Sanjay Gala vs. ITO (ITAT Mumbai)

DATE: (Date of pronouncement)
DATE: July 28, 2011 (Date of publication)

Click here to download the judgement (sanjay_gala_bonus_shares_115F.pdf)

Bonus shares eligible for s. 115F relief if original shares acquired in foreign currency

The assessee, a NRI, purchased shares in foreign currency. On the sale of bonus shares, the assessee claimed relief u/s 115F. The AO & CIT (A) rejected the claim on the ground that s. 115F applied only to shares “acquired or purchased with, or subscribed to in, convertible foreign exchange” and not to bonus shares.
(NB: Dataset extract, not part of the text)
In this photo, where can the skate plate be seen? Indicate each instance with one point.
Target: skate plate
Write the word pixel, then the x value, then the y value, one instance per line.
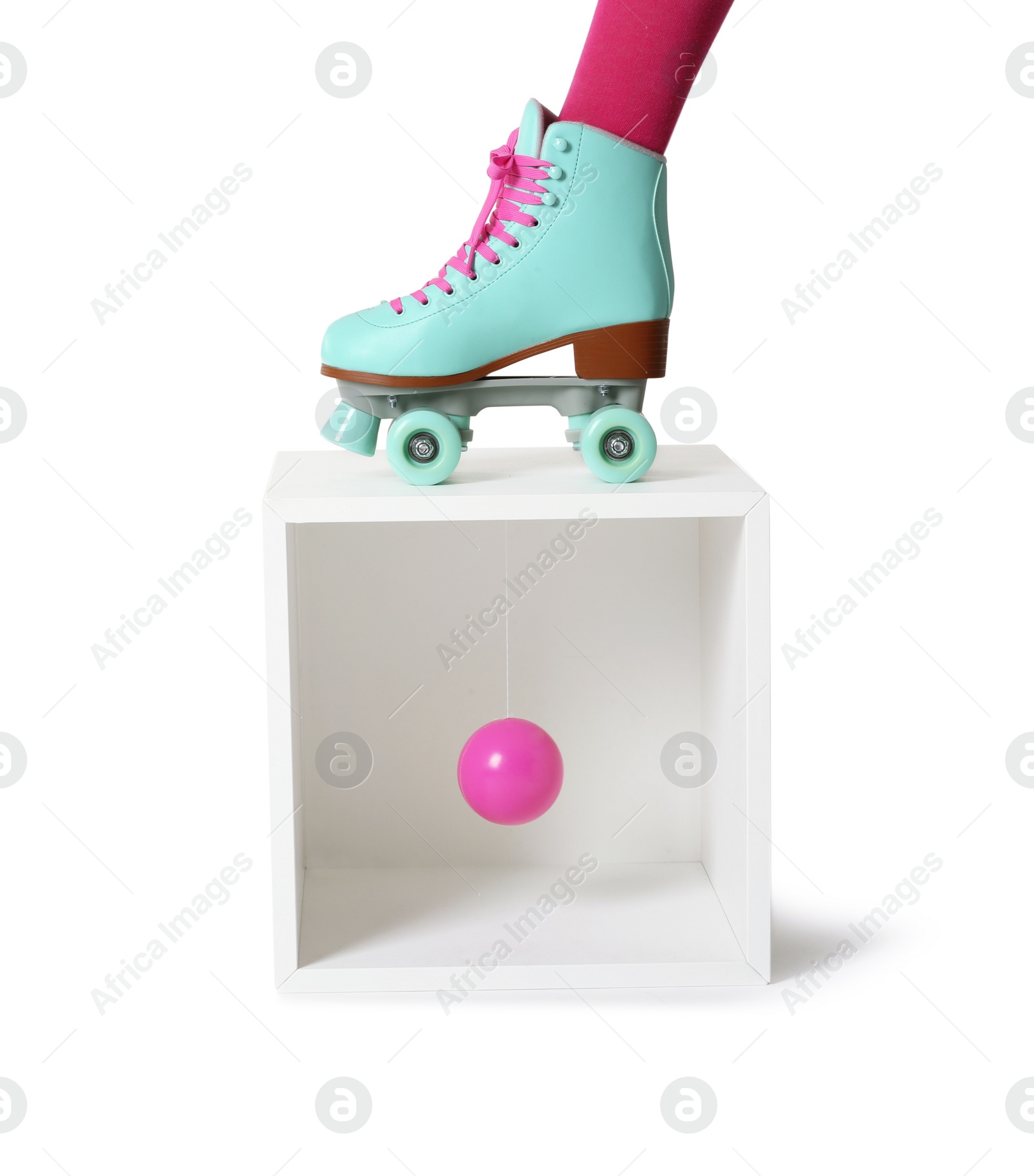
pixel 432 426
pixel 569 395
On appeal by the assessee, HELD allowing the appeal:

The department’s objection that the assessee has received bonus shares without investing any convertible foreign exchange is not correct because as the original shares were acquired by investing convertible foreign exchange, it cannot be said that the bonus shares were acquired without taking into consideration the original shares. In accordance with Dalmia Investment 52 ITR 567 (SC) the cost of acquisition of the original shares is closely interlinked with the bonus shares. Once bonus shares are issued, the averaging out formula has to be followed with regard to all shares. Accordingly, bonus shares are covered by s. 115C(b) and eligible for benefit u/s 115F.